In februari 2024 nodigde Read Shop eigenaar HarmJan Veenstra mij (Claudia Stinne) uit om weer in de winkel aanwezig te zijn voor een Meet & Greet ter gelegenheid van de promotie van mijn tweede boek ‘Reizend het jaar door‘. Omdat het tijdens mijn aanwezigheid de week van het korte verhaal was, kwam HarmJan op het idee om een schrijfwedstrijd in het leven te roepen. In diverse media en op onze eigen social media kanalen riepen we op om een verhaal van maximaal 500 woorden in te sturen, rondom het thema ‘reizen’. Maar liefst 11 mensen waagden zich aan een wedstrijdverhaal.

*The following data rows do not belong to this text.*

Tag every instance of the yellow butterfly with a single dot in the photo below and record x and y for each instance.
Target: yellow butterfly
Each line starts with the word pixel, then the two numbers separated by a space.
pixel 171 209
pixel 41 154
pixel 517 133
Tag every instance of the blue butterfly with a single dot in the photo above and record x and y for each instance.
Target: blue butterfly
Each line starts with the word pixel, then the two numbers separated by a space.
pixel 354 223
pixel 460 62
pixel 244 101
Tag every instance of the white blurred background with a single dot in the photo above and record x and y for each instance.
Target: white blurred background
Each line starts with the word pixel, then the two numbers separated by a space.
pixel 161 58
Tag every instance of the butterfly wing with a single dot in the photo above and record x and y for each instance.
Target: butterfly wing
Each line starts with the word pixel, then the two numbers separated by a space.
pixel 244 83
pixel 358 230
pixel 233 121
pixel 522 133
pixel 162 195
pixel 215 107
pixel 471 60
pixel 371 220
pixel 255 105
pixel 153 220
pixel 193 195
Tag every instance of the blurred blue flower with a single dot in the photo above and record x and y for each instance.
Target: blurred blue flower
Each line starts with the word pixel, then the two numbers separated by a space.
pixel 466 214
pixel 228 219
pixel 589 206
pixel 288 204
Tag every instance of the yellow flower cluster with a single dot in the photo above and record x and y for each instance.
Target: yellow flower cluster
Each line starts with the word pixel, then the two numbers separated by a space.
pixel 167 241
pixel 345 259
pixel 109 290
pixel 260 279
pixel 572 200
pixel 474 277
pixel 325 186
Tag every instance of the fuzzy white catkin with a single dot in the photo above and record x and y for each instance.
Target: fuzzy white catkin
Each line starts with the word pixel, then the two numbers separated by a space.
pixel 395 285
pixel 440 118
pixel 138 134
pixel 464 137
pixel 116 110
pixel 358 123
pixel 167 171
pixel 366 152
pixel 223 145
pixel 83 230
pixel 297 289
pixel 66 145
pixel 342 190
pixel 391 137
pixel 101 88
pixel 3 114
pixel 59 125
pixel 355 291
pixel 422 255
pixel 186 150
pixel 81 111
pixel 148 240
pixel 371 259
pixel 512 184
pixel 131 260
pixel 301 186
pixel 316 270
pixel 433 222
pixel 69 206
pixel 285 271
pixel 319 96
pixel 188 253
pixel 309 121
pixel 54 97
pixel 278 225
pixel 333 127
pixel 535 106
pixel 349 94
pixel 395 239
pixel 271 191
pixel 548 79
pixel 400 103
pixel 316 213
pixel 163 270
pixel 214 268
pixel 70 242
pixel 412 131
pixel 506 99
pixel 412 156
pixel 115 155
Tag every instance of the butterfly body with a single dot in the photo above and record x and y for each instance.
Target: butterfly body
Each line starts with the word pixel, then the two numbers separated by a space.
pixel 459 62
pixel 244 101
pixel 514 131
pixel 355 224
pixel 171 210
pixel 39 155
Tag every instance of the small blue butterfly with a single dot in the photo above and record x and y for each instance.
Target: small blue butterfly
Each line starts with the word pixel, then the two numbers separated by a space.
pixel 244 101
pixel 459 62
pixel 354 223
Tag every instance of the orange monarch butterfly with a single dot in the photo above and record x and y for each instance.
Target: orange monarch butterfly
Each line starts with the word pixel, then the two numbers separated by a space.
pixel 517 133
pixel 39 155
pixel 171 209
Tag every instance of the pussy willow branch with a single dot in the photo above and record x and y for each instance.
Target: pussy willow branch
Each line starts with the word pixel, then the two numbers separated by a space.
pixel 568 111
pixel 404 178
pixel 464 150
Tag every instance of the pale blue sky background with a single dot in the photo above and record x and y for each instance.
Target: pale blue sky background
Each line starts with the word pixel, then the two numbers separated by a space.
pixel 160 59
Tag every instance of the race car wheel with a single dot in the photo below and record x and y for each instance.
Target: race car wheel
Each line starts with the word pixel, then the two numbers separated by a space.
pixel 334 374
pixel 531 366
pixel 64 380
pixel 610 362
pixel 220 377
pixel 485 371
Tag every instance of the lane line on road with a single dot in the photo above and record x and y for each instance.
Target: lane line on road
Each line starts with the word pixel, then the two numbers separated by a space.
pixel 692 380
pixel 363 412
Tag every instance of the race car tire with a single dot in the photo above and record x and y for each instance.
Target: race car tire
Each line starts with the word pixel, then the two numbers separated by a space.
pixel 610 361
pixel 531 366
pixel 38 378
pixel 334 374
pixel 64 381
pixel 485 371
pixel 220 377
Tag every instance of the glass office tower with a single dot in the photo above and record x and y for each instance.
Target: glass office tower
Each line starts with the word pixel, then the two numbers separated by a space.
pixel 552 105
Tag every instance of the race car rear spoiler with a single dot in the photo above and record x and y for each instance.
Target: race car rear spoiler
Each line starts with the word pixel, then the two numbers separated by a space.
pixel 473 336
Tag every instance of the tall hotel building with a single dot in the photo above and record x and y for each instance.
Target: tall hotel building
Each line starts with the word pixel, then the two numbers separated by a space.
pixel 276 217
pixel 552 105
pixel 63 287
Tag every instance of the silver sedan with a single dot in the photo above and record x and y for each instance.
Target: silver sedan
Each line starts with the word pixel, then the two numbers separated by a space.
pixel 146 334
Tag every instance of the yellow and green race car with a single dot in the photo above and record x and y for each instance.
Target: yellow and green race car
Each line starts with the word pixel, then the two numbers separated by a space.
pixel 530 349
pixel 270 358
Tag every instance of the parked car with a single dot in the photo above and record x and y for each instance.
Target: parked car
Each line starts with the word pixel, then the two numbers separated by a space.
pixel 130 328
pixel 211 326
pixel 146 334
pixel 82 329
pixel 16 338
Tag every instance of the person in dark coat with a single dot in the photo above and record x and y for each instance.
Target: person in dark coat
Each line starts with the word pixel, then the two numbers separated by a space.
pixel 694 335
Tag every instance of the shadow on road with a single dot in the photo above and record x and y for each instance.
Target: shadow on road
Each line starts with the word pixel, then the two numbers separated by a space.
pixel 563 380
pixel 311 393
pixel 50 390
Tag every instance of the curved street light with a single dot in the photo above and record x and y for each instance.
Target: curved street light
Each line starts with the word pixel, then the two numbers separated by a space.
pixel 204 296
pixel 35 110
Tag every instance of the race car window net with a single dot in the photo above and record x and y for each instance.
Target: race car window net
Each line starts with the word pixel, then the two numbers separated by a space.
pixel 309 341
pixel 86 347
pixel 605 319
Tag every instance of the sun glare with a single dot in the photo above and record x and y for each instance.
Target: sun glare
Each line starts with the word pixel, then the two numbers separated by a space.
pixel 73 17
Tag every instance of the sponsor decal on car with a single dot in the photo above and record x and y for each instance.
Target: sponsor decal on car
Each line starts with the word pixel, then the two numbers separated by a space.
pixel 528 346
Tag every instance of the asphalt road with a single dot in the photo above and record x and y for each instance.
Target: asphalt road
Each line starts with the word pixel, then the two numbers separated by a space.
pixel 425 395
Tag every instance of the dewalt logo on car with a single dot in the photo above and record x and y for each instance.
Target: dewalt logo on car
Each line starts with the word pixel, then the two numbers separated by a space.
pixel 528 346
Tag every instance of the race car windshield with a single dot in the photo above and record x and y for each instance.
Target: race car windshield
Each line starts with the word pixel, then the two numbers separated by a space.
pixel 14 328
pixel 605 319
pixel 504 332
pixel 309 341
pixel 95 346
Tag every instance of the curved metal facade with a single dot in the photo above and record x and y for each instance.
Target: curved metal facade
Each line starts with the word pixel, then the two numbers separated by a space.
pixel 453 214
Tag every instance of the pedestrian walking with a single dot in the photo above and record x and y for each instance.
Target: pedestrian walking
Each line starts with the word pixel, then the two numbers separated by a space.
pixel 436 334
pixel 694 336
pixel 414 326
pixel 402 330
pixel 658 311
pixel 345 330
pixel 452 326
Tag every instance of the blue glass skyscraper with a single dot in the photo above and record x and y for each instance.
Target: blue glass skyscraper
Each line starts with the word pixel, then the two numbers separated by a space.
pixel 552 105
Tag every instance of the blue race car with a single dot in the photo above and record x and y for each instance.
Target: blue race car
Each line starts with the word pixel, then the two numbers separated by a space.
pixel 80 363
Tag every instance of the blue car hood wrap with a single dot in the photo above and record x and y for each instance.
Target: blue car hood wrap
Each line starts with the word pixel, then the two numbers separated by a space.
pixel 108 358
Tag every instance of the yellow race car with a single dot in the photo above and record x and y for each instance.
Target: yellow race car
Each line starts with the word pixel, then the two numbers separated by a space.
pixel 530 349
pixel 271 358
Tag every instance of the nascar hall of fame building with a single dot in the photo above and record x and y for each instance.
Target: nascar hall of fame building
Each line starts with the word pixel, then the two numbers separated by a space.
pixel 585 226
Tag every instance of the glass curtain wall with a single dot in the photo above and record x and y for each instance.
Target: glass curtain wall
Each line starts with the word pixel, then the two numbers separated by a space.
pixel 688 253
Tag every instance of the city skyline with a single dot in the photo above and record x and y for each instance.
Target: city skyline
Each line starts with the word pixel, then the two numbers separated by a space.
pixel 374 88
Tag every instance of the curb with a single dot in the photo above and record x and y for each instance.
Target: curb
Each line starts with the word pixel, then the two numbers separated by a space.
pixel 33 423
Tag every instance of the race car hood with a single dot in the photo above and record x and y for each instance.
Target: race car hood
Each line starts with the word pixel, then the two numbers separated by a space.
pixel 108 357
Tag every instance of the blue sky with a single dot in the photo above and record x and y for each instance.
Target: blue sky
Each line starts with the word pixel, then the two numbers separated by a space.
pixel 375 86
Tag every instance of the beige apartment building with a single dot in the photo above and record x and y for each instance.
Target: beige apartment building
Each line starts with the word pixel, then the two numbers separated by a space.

Hieronder vind je het verhaal van de winnaar van de derde prijs:
Op zoek naar Mars – Albert (Bert) Harm Rossing
‘Stop! Ik word niet goed.’ Albert kijkt verschrikt op.
‘Wat is er?’
‘Ik ben draaierig. Mijn suiker is vast veel te laag,’ zeg ik.
‘Heb je druivensuiker bij je?’
‘In het hotel laten liggen,’ zeg ik schuldbewust.
‘Dombo.’
Albert heeft gelijk. Hoe kun je als diabeet zo slecht voorbereid zijn. Een kwartier terug is ons gezelschap met de bus teruggekomen van een bezoek aan de Chinese muur. Het was een hele klim. De trappen waren erg ongelijk. Volgens onze gids Gerben heeft Mao Zedong ooit plannen gehad om de muur te voorzien van roltrappen. Had hij het maar gedaan.
‘Wat nu, Bert,’ zegt Albert tegen me.
Ik weet het even niet.
‘Het hotel is te ver lopen. We moeten hier ergens op zoek naar snelwerkende suiker voor jou. Op zoek naar Mars!’
We hebben nog drie kwartier tot we ons moeten melden bij het hotel. De wijk waar we doorheen lopen, ligt tegen het centrum van Beijing. We komen langs voor ons herkenbare chique winkelpanden, Louis Vuitton en Dior. Daar hebben we niks aan.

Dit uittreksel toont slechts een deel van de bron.